# Drinking Skeleton at the Bar



## SelcSilverhand (Aug 5, 2009)

In addition to the Wickermen this year, we're adding a bar to the front yard. We're debating whether or not to serve hot cocoa there or just let it be a prop with some bottles and beakers sitting on it.

It started out as a child's bookshelf. I turned it around and screwed a bunch of old boards haphazardly to it, cut out a hole for a rubber rat to poke his head out of, and glued some fake moss to it to make it look like we just pulled it out of a swamp.

I picked up a full sized blucky skeleton and used a dremel tool to clean him up a bit. I had planned on installing an oil funnel in his mouth and painting it white but then I realized that the entire skull was my funnel.
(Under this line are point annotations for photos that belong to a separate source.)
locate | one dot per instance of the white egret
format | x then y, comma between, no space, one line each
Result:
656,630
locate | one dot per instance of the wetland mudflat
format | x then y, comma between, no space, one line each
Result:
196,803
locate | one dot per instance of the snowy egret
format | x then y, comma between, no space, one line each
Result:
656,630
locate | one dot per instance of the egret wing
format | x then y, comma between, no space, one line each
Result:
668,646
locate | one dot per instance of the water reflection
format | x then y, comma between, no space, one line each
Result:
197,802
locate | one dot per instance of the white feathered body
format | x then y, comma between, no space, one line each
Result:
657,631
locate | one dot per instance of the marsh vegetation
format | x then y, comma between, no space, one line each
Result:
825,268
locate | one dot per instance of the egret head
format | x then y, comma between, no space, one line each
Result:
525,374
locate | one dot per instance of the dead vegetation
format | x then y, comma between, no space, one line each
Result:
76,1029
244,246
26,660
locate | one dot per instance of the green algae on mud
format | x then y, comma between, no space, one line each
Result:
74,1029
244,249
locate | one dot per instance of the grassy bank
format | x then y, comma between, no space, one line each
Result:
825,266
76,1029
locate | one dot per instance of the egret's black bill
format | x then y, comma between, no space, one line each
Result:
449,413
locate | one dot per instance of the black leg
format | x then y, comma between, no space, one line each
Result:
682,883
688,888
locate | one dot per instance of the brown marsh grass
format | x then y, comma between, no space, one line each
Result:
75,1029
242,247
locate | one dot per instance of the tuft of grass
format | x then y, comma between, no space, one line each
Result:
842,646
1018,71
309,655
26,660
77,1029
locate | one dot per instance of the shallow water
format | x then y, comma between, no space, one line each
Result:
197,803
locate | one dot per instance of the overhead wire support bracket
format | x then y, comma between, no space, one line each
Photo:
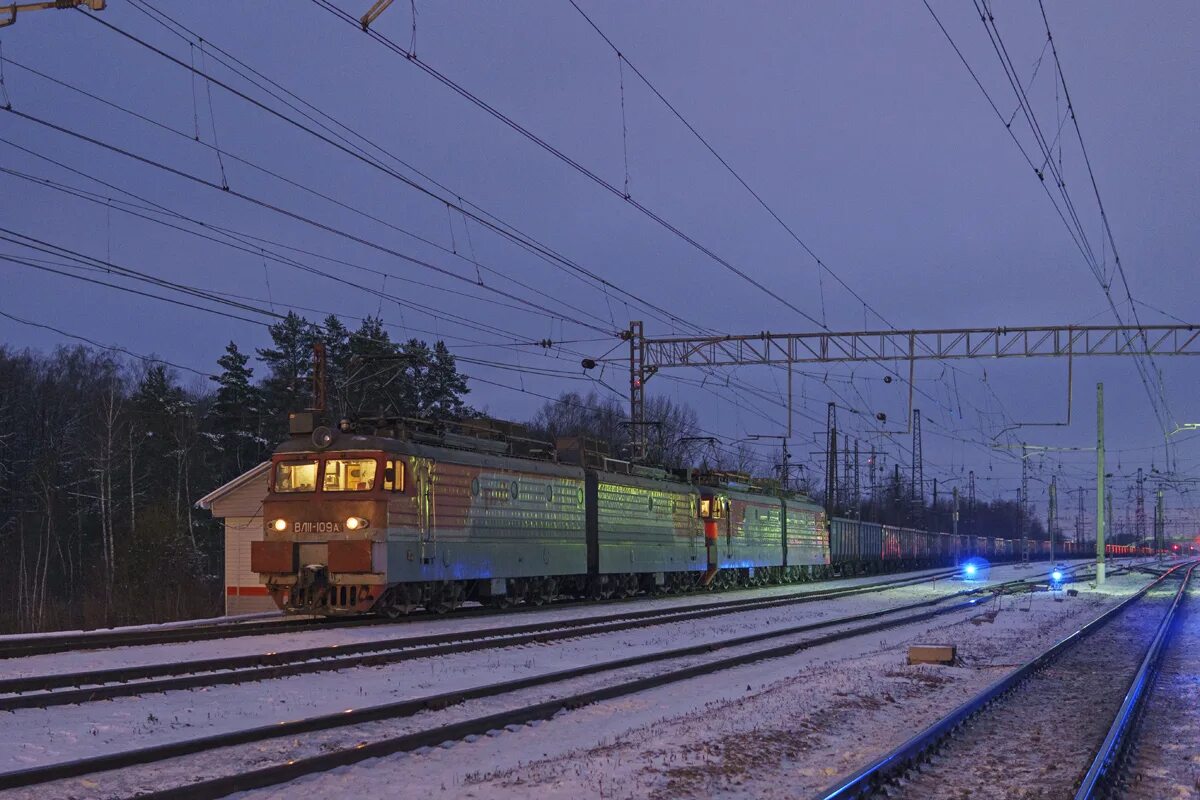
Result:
12,8
373,12
828,347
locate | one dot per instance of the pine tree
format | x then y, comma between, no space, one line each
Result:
337,365
289,372
443,388
237,414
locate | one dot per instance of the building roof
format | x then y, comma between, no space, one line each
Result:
232,486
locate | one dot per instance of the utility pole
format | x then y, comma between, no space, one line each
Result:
1053,516
873,467
1159,527
1079,518
1021,510
847,500
1099,483
918,471
971,500
858,487
1139,524
832,461
95,5
954,521
639,373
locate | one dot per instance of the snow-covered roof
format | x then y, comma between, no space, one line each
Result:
235,483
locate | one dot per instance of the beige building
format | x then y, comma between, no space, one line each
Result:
239,503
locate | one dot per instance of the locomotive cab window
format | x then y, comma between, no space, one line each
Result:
295,476
394,476
349,475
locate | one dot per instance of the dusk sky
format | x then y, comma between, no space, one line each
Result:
855,121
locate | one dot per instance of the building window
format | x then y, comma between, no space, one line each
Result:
295,476
349,475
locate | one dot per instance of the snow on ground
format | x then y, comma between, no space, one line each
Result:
185,651
72,732
233,619
1039,741
786,727
1167,759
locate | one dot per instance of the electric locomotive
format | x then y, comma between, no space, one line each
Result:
414,515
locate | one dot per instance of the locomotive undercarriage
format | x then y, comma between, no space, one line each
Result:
317,596
442,596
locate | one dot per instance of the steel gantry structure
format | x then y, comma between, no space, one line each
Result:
649,355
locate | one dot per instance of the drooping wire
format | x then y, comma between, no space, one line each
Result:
114,348
4,88
624,126
213,118
196,106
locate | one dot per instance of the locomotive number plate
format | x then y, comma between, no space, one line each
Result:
316,528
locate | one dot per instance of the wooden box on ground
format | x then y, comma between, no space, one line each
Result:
931,654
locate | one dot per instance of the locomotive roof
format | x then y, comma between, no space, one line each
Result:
345,441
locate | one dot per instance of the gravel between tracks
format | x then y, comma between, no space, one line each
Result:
781,728
1165,762
1037,743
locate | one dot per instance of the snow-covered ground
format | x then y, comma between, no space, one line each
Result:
1165,763
233,619
185,651
1039,740
808,679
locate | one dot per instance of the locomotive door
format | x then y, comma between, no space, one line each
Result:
426,518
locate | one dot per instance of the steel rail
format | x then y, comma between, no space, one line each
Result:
33,645
297,768
869,780
1103,770
37,645
39,691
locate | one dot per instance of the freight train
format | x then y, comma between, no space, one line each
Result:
402,516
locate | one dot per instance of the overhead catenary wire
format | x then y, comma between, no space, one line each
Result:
291,101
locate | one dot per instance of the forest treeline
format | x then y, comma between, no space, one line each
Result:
102,459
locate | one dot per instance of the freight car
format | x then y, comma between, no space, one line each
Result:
414,517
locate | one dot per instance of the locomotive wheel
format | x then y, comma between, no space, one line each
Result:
444,599
400,601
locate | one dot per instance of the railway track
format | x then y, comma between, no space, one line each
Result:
1036,732
37,645
46,644
1150,750
43,691
251,779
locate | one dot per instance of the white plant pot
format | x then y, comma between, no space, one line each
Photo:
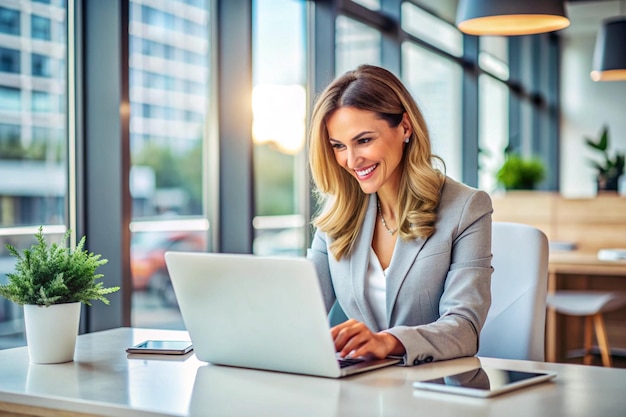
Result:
51,332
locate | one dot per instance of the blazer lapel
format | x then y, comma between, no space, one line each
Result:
402,260
359,262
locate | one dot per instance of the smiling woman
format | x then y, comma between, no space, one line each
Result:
393,226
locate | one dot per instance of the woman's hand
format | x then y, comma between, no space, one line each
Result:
352,338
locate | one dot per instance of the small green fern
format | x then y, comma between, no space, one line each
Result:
54,274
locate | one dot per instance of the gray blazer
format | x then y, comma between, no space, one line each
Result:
438,289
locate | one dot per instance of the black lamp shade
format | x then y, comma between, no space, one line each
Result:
510,17
609,59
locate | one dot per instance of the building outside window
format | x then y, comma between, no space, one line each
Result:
33,136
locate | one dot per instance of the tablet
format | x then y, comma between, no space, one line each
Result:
484,381
162,347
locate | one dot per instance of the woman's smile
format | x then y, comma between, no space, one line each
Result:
365,173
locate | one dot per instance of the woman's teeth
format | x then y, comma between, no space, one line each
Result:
364,172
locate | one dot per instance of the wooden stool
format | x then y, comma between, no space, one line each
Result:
591,305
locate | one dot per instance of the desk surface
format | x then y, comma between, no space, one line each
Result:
584,263
104,380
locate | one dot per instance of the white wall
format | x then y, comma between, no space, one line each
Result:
586,106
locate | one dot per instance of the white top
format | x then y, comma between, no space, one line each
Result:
104,380
376,290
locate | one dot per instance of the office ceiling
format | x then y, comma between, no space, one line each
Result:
585,15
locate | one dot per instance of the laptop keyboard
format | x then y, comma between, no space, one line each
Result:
348,361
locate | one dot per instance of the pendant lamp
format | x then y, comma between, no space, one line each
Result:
510,17
609,58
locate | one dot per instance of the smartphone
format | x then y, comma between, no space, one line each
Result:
484,382
162,347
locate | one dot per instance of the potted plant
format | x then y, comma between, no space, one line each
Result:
519,173
51,282
611,168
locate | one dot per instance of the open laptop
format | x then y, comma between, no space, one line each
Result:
258,312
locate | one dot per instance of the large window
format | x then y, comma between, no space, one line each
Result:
33,137
278,127
356,44
435,83
169,89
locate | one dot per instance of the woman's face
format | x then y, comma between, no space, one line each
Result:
367,147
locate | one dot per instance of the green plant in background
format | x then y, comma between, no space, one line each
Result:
519,173
611,168
54,274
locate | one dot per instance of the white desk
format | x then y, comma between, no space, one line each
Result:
103,380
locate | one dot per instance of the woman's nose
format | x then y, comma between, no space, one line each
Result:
353,157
I cut out the piece holding the neck to the body and fed a rubber hose up into his mouth. The head and hose are hot glued into place and attached at an upward tilt to the rest of the body. The outlet hose goes down into his pelvis and through the side of the bar. A wooden stake mounted to the underside of the bar top holds the skeleton upright. The arms are attached with bent coat hangers to hold it in place and glued again. The weight of the water and the bottle pulled it over until it touched the skull, so I hot glued that point as well and now it seems to be stable. The water line passes up through the rib cage and follows the arm up to the bottle. I'm going to fill it with a fluorescent liquid, maybe tonic water, that will glow under a black light. Directly beneath his arm I will cut out a circular hole to hold a blacklight spotlight. I heard that petroleum jelly glows so I might smear him with some of that before halloween so he lights up better.

The most important part of a build project is proper attire.
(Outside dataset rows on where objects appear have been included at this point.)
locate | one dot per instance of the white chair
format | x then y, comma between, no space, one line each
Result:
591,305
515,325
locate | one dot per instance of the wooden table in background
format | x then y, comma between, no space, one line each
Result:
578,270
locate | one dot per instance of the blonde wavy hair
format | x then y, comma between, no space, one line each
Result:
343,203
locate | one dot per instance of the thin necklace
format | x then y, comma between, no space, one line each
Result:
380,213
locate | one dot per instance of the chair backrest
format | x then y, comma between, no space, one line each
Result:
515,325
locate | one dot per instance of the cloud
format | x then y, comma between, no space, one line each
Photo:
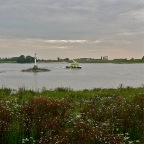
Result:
73,26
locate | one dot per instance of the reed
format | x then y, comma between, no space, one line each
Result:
97,116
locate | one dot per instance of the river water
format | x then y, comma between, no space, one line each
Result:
89,77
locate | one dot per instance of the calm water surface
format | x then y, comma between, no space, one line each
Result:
90,76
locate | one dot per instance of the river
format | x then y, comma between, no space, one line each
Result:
89,77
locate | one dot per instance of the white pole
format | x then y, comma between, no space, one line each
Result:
35,59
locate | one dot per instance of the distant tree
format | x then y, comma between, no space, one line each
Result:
29,59
66,59
21,59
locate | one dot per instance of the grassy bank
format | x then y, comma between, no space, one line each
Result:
64,116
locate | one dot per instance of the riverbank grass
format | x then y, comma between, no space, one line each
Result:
62,115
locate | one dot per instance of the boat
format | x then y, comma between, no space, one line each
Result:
74,65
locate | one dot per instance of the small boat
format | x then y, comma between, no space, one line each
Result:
74,65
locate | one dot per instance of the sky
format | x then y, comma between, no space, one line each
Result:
72,28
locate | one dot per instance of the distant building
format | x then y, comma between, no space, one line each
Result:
105,57
58,59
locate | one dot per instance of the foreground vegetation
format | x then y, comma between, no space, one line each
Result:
64,116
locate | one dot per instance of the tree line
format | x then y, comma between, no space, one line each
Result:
20,59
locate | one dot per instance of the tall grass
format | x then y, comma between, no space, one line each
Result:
98,116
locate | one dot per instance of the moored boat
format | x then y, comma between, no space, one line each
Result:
74,65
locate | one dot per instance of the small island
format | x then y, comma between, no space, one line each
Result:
36,68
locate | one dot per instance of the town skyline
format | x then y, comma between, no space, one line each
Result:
76,28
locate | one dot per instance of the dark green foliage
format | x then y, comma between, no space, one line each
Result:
98,116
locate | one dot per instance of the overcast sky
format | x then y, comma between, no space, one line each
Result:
72,28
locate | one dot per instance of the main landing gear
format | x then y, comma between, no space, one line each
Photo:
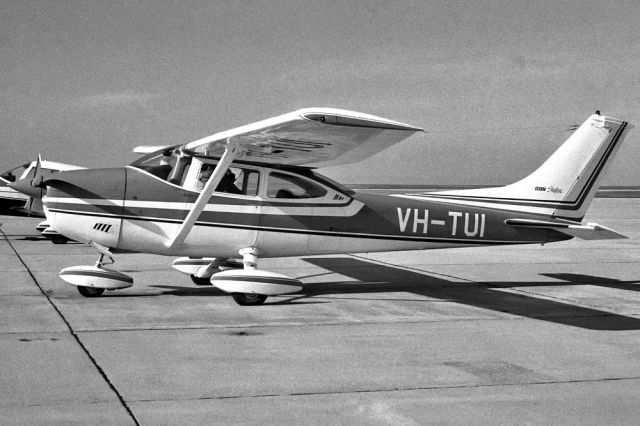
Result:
92,281
248,285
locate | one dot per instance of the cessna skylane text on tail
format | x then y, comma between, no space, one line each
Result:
251,193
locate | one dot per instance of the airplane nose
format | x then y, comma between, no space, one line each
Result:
25,186
86,205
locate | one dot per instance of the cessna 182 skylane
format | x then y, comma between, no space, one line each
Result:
251,192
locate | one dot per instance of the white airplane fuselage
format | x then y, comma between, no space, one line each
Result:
130,209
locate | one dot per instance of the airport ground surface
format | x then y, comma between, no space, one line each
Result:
508,335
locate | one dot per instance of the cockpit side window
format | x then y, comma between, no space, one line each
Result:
240,181
281,185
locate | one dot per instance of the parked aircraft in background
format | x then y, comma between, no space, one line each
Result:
252,193
17,195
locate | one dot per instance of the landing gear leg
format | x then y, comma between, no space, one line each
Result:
204,273
250,262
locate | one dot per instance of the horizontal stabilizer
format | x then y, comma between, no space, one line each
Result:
590,231
148,149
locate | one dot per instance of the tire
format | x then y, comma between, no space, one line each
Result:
200,281
90,291
249,299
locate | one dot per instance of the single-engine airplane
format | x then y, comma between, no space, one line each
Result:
251,193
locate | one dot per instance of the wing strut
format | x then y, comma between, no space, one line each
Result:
226,159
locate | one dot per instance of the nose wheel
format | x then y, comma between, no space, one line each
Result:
90,291
248,299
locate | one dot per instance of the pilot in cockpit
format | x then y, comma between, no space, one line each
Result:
227,183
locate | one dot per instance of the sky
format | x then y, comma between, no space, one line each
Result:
495,84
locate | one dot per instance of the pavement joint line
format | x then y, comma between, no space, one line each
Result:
73,333
329,324
397,389
412,269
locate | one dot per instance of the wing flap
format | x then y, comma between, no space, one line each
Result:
315,137
590,231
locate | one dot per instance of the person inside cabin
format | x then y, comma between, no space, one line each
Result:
227,183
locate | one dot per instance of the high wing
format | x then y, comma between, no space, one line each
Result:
316,137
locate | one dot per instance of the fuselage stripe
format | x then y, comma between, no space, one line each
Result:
302,231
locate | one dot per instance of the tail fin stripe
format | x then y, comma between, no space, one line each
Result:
564,204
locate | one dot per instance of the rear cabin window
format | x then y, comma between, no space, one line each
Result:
281,185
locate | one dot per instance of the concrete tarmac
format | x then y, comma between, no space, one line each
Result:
501,335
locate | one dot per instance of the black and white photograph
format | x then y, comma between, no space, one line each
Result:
296,212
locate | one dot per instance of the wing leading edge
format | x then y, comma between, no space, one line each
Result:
316,137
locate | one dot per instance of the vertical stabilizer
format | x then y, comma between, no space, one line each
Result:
565,184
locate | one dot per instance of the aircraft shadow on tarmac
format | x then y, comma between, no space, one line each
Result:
371,277
376,278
Inlet hose (smaller in diameter than the outlet to prevent overflow)









Do Not Drink









Water pump and reservoir


----------



## My CReePY Garage (Jun 7, 2010)

That is going to be awesome all lit up. NICE work.


----------



## psyko99 (Jan 11, 2008)

That's a cool idea. I like it.

You probably could have run the tube through his arm too so it can't be seen. But it looks good from the front.


----------



## RoxyBlue (Oct 6, 2008)

He is SO going to have heartburn after drinking that acid


----------



## Terrormaster (Sep 27, 2007)

I like my sulfuric acid with a little OJ.

Can't wait to see this finished.


----------



## Mcnab (Oct 13, 2010)

Hell yes petroleum glows.


----------



## beelce (Jul 21, 2007)

That is too cool


----------



## jdsteel82 (Aug 27, 2010)

Ether keeps the voices away!


----------



## Just Whisper (Jan 19, 2009)

Looks great. A cool idea.


----------